REPUBLIKA.CO.ID, JAKARTA -- Pemerintah Indonesia masih perlu kerja keras dalam rangka mengatasi defisit neraca perdagangan meski hasil dari Konferensi Tingkat Tinggi (KTT) G-20 menyebutkan bahwa berbagai pihak sepakat untuk mengurangi tensi perang dagang. Pemerintah tetap perlu mencari strategi menyelesaikan defisit neraca perdagangan.
"Pemerintah masih harus tetap kerja keras dalam satu tahun ini untuk terus mencari strategi jitu untuk menyelesaikan defisit neraca perdagangan," kata Direktur Eksekutif Indonesia for Global Justice (IGJ) Rachmi Hertanti ketika dihubungi di Jakarta, Senin (1/7).
Menurut Rachmi Hertanti, meski baik pihak Amerika Serikat (AS) maupun China melunak dalam membahas kemungkinan penyelesaian perang dagang, sepertinya hal tersebut masih belum bisa dilihat dampaknya dalam waktu singkat. Hal itu, ujar dia, karena permasalahan terkait perang dagang juga akan sangat bergantung kepada hasil akhir pembahasan antara AS dan Cina.

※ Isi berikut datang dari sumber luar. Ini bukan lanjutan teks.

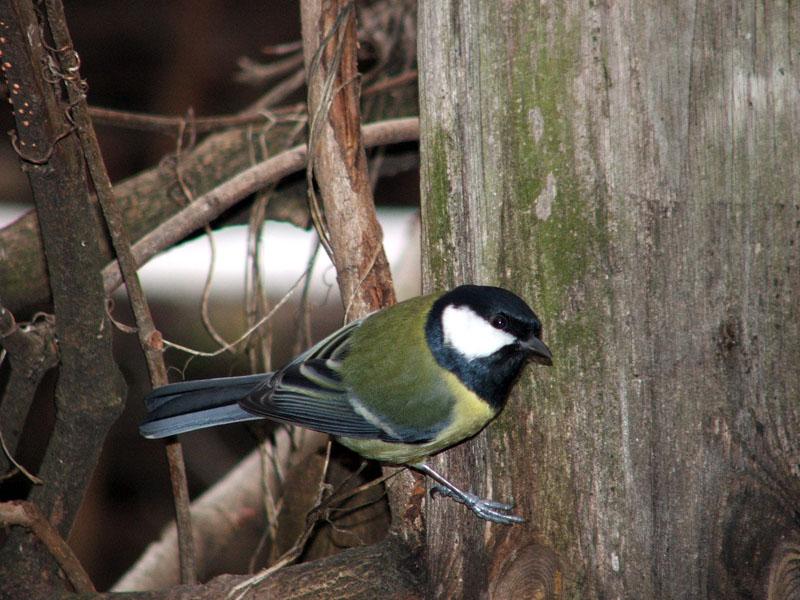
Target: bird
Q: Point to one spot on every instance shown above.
(396, 386)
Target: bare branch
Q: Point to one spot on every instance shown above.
(28, 515)
(210, 205)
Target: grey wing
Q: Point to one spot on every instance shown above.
(311, 394)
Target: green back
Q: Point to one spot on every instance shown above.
(388, 377)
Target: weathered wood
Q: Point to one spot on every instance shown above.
(631, 169)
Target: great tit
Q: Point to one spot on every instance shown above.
(396, 386)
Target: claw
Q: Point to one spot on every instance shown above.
(490, 510)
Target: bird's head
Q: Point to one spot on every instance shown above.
(485, 335)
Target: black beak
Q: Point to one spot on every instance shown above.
(539, 352)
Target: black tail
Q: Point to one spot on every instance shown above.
(189, 405)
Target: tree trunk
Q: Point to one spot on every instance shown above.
(631, 169)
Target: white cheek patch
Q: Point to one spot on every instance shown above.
(470, 335)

"Salah satu catatan penting adalah bahwa kebijakan proteksi AS tidak hanya kepada China, tetapi juga kepada negara-negara yang dianggap merugikan AS, termasuk Indonesia. Hal yang juga perlu dicek kembali adalah mengenai hasil dari proses review GSP (preferensi perdagangan) Indonesia oleh Amerika Serikat," kata Rachmi.
Menurut dia, pengkajian terhadap hal tersebut menjadi hal penting. Pasalnya, salah satu yang dapat meningkatkan perdagangan Indonesia dengan Amerika adalah membuka kemungkinan akses pasar ke AS.
Sebelumnya, Menteri Keuangan Sri Mulyani Indrawati mengatakan semua pihak yang berkepentingan dalam Pertemuan telah setuju untuk mengurangi tensi perang dagang. Meski demikian, tidak ada kesepakatan yang mengikat untuk mengurangi ketegangan dalam sistem perdagangan internasional yang saat ini lebih mengedepankan cara-cara unilateral. Padahal, ia mengingatkan, bahwa eskalasi dari tingginya tensi perang dagang terutama yang diakibatkan oleh AS dan Cina dapat menurunkan pertumbuhan ekonomi global.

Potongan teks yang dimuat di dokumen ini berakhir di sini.